Un tale aveva appena finito di radersi. Il barbiere della piazza era una stazione di frontiera. Non era raccomandabile sostarvi. Io lo facevo. Era un modo di procedere contro, non era una strategia vincente. Il tale diede di stomaco. Un liquido bianco. Era la roba che saliva.
L’eroina.
La piazza era l’eroina.
Io volevo sparire. Non mi odiavo abbastanza per farmi una spada. Ne avevo paura. Ti rompeva le ossa, stavi a rota una settimana.

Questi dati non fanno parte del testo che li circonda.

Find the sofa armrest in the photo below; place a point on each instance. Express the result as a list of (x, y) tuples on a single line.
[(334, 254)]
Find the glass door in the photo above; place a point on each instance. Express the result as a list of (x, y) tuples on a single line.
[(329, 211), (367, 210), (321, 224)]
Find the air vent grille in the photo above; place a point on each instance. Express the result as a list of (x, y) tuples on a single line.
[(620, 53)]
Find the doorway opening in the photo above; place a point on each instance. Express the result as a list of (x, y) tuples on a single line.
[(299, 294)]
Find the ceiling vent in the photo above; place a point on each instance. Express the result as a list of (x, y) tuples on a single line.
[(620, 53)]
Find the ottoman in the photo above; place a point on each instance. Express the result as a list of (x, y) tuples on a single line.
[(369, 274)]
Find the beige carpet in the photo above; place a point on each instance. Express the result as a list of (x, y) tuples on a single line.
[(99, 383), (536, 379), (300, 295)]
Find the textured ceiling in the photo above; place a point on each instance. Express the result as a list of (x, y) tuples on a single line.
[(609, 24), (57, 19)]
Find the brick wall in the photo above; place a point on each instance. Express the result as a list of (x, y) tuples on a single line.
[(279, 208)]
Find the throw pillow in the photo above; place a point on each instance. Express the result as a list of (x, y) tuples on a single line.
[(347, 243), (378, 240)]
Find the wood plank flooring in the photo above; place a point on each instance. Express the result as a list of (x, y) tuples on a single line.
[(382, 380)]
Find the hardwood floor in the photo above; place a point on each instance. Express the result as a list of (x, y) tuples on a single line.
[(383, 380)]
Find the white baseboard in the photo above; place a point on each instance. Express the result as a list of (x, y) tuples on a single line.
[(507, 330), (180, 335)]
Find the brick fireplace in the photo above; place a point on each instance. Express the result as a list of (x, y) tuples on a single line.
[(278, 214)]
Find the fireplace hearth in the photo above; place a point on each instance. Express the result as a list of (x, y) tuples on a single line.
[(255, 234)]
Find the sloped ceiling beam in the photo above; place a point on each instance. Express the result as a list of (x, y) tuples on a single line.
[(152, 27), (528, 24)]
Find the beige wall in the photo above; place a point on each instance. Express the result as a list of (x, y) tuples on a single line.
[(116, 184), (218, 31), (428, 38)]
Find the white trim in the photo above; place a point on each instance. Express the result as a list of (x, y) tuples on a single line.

Ho conosciuto meticolosi terrori, uno dopo l’altro. Questo è inaugurare una carriera, vi dicevo. Sedevo al freddo, con le gambe scoperte e le calze rovinate, sul marciapiedi di un giardino. La fontana non zampillava. I nostri visi erano maschere, ceroni stralunati. La giovinezza non era gagliardia. Vigore.
Aspettavo in un giorno di sole di dicembre che quella sventura arrecasse qualcosa. Non intercettavo il dettaglio, l’assenza. Ridevamo con le altre. Nella finzione, nella disperazione di non trovarci.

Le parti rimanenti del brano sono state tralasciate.